Hit 5 Results
On Tuesday night, January 13, 2026, the Hit 5 draw in Washington marked a notable return: 04 09 18 29 34 reappeared in the draw after a -day drought. In a system where combinations should surface roughly once every 1 in 850,668 draws, an absence of this length stands out for anyone tracking long-horizon frequency trends.

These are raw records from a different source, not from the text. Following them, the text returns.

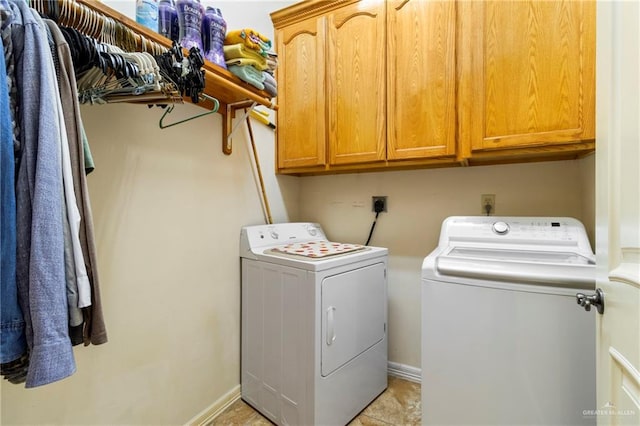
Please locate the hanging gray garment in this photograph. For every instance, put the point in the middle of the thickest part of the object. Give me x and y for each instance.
(95, 330)
(40, 245)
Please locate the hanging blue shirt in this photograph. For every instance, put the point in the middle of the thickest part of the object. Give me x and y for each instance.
(12, 339)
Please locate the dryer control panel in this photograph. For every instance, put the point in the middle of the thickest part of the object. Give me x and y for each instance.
(261, 237)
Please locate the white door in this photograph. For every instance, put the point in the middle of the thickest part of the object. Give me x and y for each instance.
(618, 212)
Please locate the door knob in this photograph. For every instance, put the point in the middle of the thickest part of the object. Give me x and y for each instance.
(586, 301)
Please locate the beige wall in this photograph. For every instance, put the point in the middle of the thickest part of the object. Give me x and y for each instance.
(168, 207)
(418, 202)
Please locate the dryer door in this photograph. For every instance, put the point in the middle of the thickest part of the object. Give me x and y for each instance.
(354, 311)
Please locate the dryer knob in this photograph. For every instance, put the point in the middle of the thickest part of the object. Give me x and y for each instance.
(501, 228)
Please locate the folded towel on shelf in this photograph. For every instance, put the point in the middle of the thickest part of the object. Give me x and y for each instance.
(248, 74)
(272, 60)
(240, 51)
(270, 85)
(250, 38)
(248, 62)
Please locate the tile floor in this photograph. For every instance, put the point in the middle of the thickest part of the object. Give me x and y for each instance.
(399, 405)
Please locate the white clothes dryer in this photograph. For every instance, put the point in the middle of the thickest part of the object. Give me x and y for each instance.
(503, 340)
(314, 324)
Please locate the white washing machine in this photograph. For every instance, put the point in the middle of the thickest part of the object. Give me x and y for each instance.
(314, 324)
(503, 340)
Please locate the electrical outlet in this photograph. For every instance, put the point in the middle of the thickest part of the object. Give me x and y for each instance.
(488, 204)
(382, 198)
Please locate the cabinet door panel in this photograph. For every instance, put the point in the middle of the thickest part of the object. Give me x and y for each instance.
(301, 124)
(421, 75)
(528, 75)
(356, 83)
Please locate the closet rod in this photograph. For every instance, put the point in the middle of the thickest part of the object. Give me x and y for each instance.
(214, 76)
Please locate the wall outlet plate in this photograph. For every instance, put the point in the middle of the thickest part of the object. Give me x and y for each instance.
(382, 198)
(488, 204)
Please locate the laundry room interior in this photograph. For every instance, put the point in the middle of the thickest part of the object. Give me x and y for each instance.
(168, 207)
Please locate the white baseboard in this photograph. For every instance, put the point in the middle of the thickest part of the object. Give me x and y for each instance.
(402, 371)
(407, 372)
(214, 410)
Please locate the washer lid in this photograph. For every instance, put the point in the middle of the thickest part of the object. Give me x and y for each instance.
(558, 269)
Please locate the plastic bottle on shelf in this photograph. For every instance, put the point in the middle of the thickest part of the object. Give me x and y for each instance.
(215, 32)
(147, 13)
(190, 13)
(166, 13)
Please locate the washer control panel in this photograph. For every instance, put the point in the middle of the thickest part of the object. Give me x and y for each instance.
(538, 231)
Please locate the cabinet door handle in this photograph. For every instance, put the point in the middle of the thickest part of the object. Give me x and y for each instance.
(331, 331)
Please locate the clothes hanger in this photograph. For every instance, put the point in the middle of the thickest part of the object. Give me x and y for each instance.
(216, 105)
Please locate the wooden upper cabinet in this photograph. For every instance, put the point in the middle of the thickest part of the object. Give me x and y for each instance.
(356, 94)
(527, 74)
(421, 79)
(301, 80)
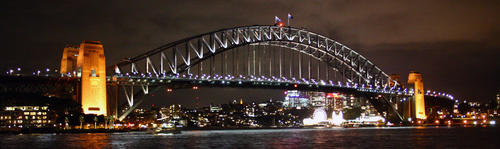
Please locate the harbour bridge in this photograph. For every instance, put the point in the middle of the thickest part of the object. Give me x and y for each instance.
(259, 56)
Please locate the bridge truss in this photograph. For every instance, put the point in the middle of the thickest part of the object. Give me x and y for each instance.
(252, 55)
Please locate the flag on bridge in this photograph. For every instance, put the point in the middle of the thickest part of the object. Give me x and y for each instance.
(276, 19)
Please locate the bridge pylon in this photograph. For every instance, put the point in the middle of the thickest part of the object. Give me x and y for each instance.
(88, 63)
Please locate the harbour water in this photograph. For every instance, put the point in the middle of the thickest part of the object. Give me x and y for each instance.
(396, 137)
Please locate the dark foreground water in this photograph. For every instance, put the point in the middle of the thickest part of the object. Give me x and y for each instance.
(428, 137)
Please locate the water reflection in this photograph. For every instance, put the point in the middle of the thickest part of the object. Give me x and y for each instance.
(272, 138)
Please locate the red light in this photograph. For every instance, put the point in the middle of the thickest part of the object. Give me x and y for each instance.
(281, 24)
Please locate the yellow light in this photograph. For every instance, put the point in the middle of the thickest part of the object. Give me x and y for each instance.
(92, 63)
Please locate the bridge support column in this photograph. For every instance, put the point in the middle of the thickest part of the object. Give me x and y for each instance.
(415, 82)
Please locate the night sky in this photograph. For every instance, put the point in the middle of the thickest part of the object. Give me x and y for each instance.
(455, 44)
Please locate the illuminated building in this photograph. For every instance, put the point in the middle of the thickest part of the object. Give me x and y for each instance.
(68, 61)
(295, 99)
(90, 66)
(415, 81)
(319, 116)
(26, 116)
(498, 100)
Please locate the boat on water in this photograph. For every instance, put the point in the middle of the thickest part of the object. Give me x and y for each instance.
(163, 130)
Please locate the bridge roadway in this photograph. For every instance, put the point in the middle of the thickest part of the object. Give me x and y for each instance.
(178, 82)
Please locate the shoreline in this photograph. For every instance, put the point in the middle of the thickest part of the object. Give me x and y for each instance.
(73, 131)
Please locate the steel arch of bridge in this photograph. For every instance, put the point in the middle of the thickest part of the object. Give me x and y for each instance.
(181, 55)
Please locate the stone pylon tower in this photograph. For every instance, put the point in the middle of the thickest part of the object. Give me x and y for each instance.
(88, 63)
(68, 61)
(415, 81)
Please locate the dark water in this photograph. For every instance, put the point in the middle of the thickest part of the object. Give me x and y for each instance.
(428, 137)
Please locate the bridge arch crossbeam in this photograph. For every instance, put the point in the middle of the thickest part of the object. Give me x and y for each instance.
(181, 55)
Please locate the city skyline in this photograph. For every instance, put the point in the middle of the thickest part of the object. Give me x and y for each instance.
(456, 54)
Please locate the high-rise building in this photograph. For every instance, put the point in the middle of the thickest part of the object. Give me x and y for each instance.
(416, 83)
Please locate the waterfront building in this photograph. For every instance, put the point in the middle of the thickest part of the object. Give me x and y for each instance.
(26, 116)
(296, 99)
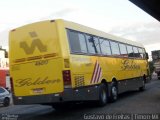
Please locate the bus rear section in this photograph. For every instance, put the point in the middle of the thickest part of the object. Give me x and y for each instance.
(36, 64)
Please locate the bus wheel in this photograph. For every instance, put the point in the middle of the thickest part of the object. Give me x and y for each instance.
(114, 93)
(143, 85)
(102, 101)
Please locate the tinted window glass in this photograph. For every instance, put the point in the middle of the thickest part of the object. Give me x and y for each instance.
(130, 51)
(123, 50)
(2, 90)
(74, 41)
(77, 42)
(142, 52)
(93, 44)
(105, 47)
(115, 48)
(136, 53)
(82, 41)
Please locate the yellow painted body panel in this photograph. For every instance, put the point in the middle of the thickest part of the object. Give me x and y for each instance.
(39, 52)
(35, 59)
(119, 68)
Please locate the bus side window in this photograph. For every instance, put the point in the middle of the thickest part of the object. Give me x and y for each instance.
(115, 48)
(141, 52)
(73, 41)
(77, 42)
(105, 47)
(123, 50)
(93, 44)
(82, 42)
(130, 51)
(136, 53)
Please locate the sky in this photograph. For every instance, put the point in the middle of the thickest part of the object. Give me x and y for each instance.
(118, 17)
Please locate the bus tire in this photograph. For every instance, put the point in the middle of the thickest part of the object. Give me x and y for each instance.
(103, 97)
(114, 92)
(142, 88)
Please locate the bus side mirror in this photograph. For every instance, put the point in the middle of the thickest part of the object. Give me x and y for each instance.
(147, 56)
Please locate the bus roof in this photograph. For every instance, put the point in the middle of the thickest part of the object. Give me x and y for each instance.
(82, 28)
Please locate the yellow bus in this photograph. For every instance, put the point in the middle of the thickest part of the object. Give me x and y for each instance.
(58, 61)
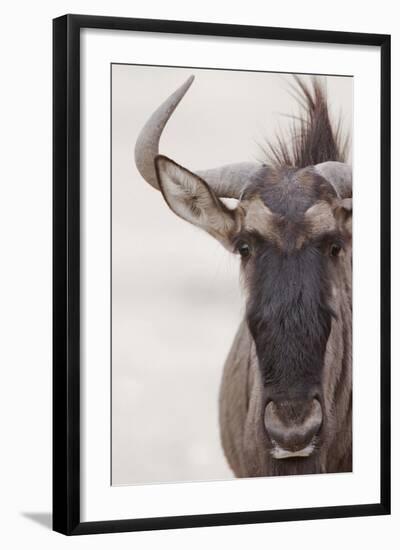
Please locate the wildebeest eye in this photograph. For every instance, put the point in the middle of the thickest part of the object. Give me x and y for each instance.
(335, 249)
(244, 249)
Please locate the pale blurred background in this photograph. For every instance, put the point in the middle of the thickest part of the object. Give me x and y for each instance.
(176, 299)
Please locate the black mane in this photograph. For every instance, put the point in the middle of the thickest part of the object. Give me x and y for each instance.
(313, 138)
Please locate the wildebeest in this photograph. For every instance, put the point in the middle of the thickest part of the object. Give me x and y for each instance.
(286, 392)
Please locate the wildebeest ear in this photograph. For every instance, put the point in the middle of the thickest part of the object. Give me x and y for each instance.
(192, 199)
(343, 212)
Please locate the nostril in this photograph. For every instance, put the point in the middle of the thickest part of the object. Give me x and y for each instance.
(293, 425)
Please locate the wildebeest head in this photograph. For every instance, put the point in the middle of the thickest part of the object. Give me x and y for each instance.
(292, 229)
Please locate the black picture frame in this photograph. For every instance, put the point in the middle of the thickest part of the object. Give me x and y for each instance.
(66, 273)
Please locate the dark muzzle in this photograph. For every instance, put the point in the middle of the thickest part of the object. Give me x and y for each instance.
(293, 427)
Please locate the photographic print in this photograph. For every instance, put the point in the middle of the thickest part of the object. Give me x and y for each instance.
(231, 260)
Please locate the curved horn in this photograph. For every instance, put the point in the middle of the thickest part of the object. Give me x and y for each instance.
(226, 181)
(339, 175)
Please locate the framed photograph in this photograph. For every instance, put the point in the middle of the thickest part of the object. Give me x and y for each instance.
(221, 319)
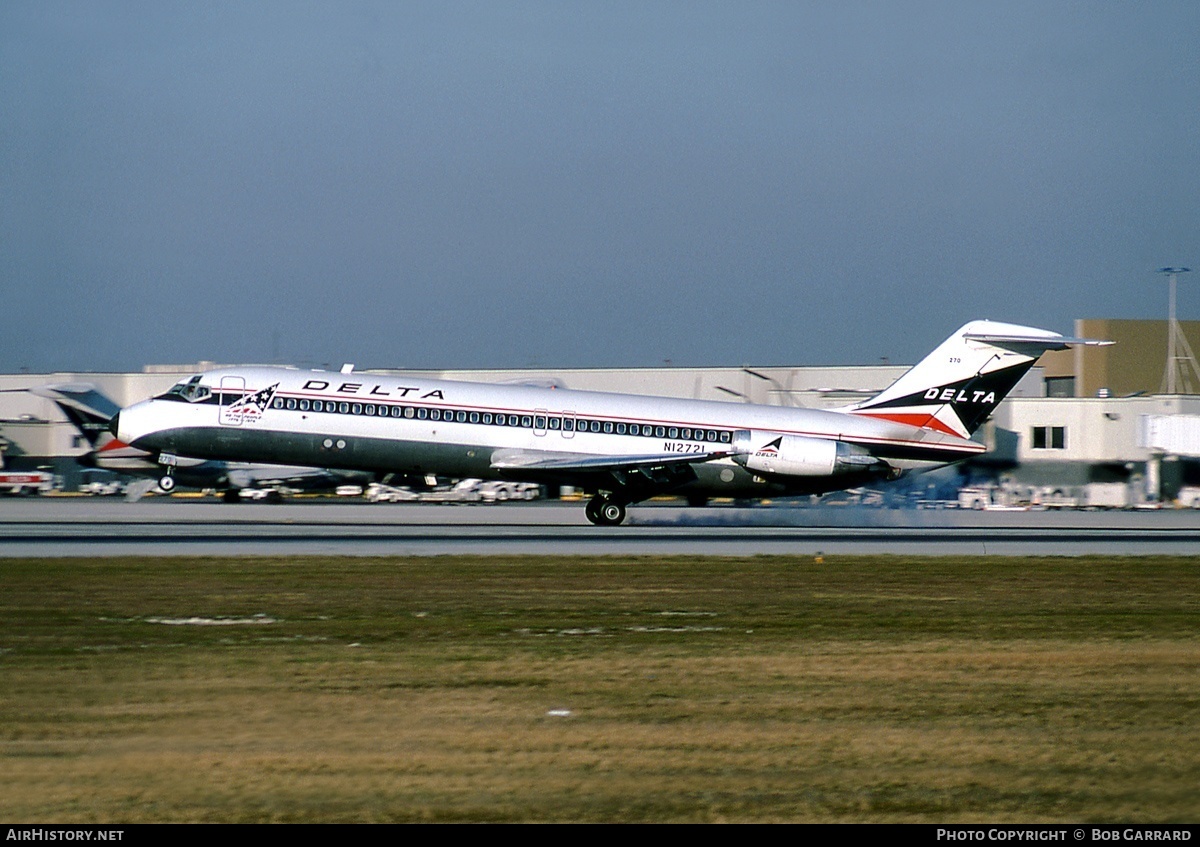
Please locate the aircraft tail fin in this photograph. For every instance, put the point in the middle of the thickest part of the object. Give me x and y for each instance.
(84, 406)
(958, 385)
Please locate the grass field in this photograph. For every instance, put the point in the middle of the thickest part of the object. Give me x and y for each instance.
(601, 689)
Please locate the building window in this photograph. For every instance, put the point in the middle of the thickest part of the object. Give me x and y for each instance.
(1049, 438)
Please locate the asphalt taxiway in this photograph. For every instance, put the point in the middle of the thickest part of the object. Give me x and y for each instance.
(77, 526)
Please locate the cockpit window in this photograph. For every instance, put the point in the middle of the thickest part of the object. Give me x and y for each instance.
(190, 390)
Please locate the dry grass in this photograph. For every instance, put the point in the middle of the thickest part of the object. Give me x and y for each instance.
(759, 689)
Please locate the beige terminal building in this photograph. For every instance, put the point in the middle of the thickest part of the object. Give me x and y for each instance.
(1089, 415)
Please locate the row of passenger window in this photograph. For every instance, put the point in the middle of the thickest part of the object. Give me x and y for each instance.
(551, 422)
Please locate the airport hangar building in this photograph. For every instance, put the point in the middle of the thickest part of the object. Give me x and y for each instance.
(1083, 415)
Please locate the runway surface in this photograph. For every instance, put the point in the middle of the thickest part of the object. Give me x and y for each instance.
(75, 526)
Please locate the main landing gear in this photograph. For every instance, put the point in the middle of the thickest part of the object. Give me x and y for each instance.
(605, 511)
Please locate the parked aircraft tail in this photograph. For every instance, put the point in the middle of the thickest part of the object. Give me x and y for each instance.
(84, 406)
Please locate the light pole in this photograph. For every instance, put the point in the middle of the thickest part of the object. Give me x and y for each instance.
(1176, 340)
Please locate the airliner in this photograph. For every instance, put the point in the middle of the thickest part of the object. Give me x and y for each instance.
(90, 410)
(622, 449)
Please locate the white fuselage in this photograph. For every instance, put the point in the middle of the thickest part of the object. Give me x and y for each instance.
(451, 428)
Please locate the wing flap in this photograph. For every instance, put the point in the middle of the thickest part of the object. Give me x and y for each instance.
(585, 463)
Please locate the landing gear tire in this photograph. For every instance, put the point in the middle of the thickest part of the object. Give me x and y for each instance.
(604, 511)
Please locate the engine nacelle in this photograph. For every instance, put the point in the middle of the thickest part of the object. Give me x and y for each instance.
(774, 454)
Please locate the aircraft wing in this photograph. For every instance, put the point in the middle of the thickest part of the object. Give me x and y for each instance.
(588, 463)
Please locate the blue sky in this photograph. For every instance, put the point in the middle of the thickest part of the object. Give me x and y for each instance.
(585, 184)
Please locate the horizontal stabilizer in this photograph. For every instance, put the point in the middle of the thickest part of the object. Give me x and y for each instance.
(1054, 342)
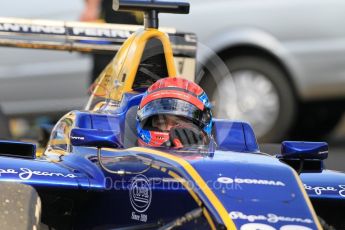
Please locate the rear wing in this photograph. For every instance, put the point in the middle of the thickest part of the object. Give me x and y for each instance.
(89, 38)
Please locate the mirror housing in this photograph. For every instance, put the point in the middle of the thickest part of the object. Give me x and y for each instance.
(304, 156)
(95, 138)
(304, 150)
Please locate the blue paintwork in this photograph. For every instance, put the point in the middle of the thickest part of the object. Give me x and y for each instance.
(248, 183)
(326, 185)
(20, 149)
(95, 138)
(305, 150)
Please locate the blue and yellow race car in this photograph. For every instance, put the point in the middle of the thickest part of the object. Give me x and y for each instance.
(93, 175)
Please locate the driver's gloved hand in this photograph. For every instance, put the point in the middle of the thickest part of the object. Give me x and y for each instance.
(187, 135)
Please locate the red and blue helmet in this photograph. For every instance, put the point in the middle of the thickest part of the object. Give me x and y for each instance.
(172, 96)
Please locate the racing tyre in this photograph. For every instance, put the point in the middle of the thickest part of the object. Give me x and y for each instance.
(20, 207)
(4, 128)
(264, 96)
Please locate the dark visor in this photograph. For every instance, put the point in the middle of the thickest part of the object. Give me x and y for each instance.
(172, 106)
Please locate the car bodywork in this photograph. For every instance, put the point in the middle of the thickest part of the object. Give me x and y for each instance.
(92, 174)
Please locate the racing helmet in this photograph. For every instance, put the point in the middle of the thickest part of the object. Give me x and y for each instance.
(176, 98)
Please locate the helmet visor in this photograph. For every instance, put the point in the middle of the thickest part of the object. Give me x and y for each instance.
(171, 106)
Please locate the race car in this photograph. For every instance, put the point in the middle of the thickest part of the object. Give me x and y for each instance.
(93, 175)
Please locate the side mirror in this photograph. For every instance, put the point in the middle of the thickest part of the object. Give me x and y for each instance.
(304, 156)
(17, 149)
(95, 138)
(304, 150)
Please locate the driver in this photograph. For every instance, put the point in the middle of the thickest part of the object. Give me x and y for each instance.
(174, 112)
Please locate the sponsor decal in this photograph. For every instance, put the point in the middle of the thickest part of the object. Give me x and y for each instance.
(253, 226)
(26, 174)
(228, 180)
(294, 227)
(23, 28)
(140, 195)
(99, 32)
(319, 190)
(270, 218)
(77, 138)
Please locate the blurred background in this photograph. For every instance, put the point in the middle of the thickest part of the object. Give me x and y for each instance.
(286, 59)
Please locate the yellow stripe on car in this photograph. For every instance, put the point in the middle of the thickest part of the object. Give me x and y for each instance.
(229, 224)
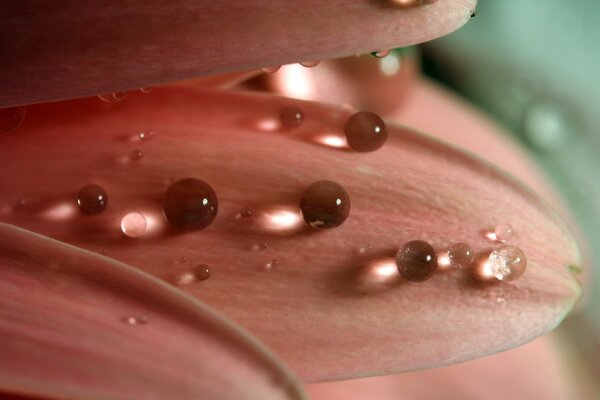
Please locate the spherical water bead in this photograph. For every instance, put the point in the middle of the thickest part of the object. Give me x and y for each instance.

Winning numbers for 1 draw on January 13, 2026 in Washington.
Draw times: Evening.
Our take on the Hit 5 results
January 13, 2026Hit 5 report — Tuesday night, January 13, 2026: 04 09 18 29 34 shows a notable pattern
On Tuesday night, January 13, 2026, the Hit 5 draw in Washington marked a notable return: 04 09 18 29 34 reappeared in the draw after a -day drought. In a system where combinations should surface roughly once every 1 in 850,668 draws, an absence of this length stands out for anyone tracking long-horizon frequency trends.
Overview
On Tuesday night, January 13, 2026, the Hit 5 draw in Washington marked a notable return: 04 09 18 29 34 reappeared in the draw after a -day drought. In a system where combinations should surface roughly once every 1 in 850,668 draws, an absence of this length stands out for anyone tracking long-horizon frequency trends.
Combo Profile
As a number shape, this sequence lands on 5 distinct numbers with no repeats. The numbers cover 4 to 34 with a wide range.
Why Droughts Matter
Droughts do not indicate what will happen next - they simply document what has already occurred. Their value lies in measuring distribution over long horizons and identifying when a combination performs far above or below its expected appearance rate.
Data Notes
This report summarizes observed outcomes for Tuesday night, January 13, 2026 and interprets them within the long-run distribution record. It does not imply a forecast or recommendation.
From Stepzero
At its core: this reporting is shaped to preserve a stable long-horizon record as a stable reference point. The goal is clarity and stability.
Additional Context
Context improves with scale. As more draws accumulate, isolated anomalies either normalize into baseline rates or reveal persistent deviations that warrant closer monitoring. Long-horizon measurement matters most when viewed across extended windows. As samples expand, the distribution becomes clearer and anomalies settle into their expected ranges.
Adding to the Long-Term Record
This result adds a measurable entry to the long-term record. Over time, those entries are what sharpen distribution analysis and reveal whether the system is tracking its expected cadence.